# TPMS tire pressure sensors Update



## 3ringer (Feb 7, 2017)

My tpms light has been on for two years. I have an 08 Tundra. The batteries in these sensors are good for about 6 years. Mine are sealed units and the batteries can't be replaced. You have to purchase new sensors. Kaufman Tire wanted 400 dollars to replace all four. I was going to purchase new tires also. I ended up purchasing Toyo Proxes tires from Amazon at a great price. The tires are only 4 months old. I purchased new sensors from eBay. I got all 4 for 59 dollars. My total for new tires and sensors was 659 dollars plus installation. Not bad at all. Discount Tire matched my new sensors to my Tundra with their computer for free. No More Flashing Light.


----------



## lonewolf247 (Feb 7, 2017)

Sounds like you knocked one out of the park on that one!


----------



## sinclair1 (Feb 7, 2017)

Good to know. I just worry they have cheap batteries in the knock offs and they will fail in only a few years. Let us know, my yota is 5 yrs old and I guess it's coming.

Not sure I won't just take the bulb out though.


----------



## 3ringer (Feb 7, 2017)

The ones I bought are OE. A guy on eBay was selling them . I compared the numbers on back with the old ones and they match. The guy at Discount Tires held a small computer device up to each wheel to pickup the signal. I was holding my breath that they were all good. Then he plugs it in to the port under your steering wheel. He punches a few buttons and walah, they are matched. Discount Tire doesn't charge for this but I gave the young man a gift card for Red Lobster. It was worth it not having that blinking horseshoe light anymore lol.


----------



## T-N-T (Feb 7, 2017)

I am thankful I don't have that type of system on my truck 
I check my pressures regularly.

The wife's car has them and I am glad.


----------



## turkeyhunter835 (Feb 7, 2017)

Mine has been on for a year... will definitely check out eBay


----------



## 3ringer (Feb 8, 2017)

I was mistaken. I purchased the sensors from Amazon. I make purchases from eBay and Amazon and got them mixed up. Amazon has several choices. Autozone wanted 350 dollars for 8 coil packs. I purchased all 8 from Amazon for 39 bucks. Gotta Love Amazon


----------



## 3ringer (Feb 10, 2017)

sinclair1 said:


> Good to know. I just worry they have cheap batteries in the knock offs and they will fail in only a few years. Let us know, my yota is 5 yrs old and I guess it's coming.
> 
> Not sure I won't just take the bulb out though.

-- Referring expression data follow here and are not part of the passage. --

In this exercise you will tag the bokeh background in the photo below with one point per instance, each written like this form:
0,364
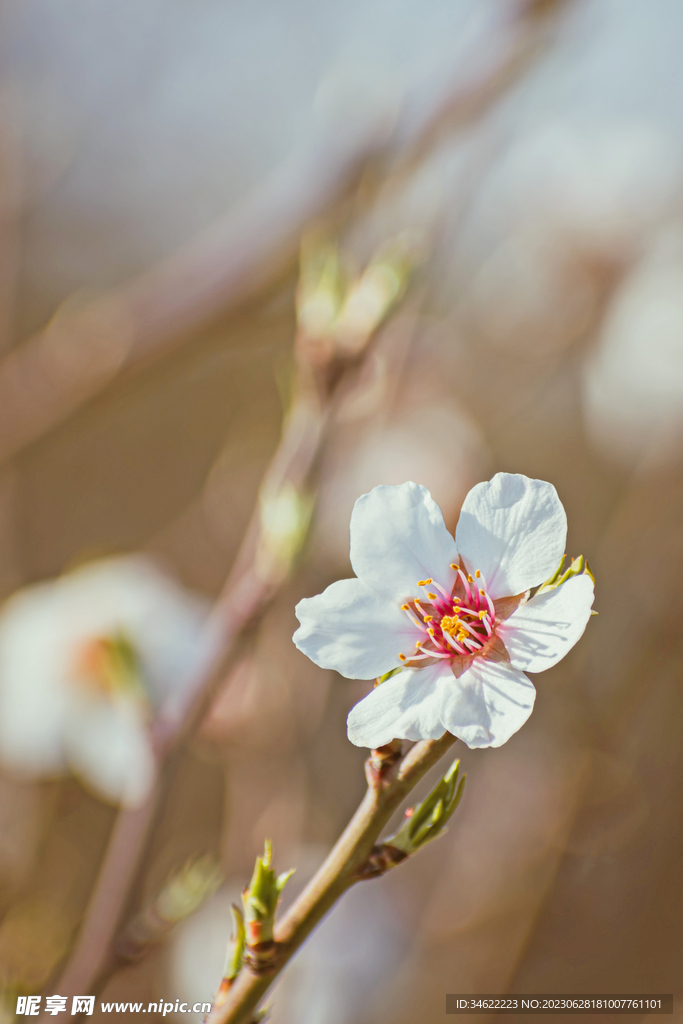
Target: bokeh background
159,163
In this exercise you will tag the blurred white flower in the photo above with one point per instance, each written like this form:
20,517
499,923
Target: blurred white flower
471,631
84,660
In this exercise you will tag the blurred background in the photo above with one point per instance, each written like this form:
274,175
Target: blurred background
159,165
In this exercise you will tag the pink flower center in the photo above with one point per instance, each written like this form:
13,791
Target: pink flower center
460,624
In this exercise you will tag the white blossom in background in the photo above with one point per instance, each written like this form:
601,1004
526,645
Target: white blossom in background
84,662
456,613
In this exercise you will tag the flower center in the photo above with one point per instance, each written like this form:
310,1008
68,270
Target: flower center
459,624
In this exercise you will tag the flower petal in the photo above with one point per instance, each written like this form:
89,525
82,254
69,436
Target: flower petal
540,633
353,630
407,707
514,530
487,704
397,538
108,748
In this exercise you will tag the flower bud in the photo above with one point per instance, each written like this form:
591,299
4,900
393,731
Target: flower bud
578,566
285,517
372,296
426,821
235,956
260,899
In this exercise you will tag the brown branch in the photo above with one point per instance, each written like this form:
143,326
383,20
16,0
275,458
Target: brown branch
343,867
91,340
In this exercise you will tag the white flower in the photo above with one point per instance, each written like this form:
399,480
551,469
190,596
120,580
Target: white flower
84,659
456,613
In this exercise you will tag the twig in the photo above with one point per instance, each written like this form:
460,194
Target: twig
91,340
343,867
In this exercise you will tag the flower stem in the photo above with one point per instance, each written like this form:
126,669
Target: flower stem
342,868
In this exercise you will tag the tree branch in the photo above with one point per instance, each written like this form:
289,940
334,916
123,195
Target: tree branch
342,868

It's not a bulb that comes out. It is a diode that is wired in the circuit board. There is a YouTube video with instructions on how to bypass it.


----------



## Backlasher82 (Feb 10, 2017)

sinclair1 said:


> Good to know. I just worry they have cheap batteries in the knock offs and they will fail in only a few years. Let us know, my yota is 5 yrs old and I guess it's coming.
> 
> Not sure I won't just take the bulb out though.



I wouldn't sweat the 6 year expiration if I were you, my Toyota is 12 years old and the sensors still work fine (knock wood). I expect you'll trade yours before you have any problems.


----------



## 3ringer (Feb 11, 2017)

Another thought is that some car manufacturers have a sensor in the spare tire also. If your light is on , it could be your spare is low on air.


----------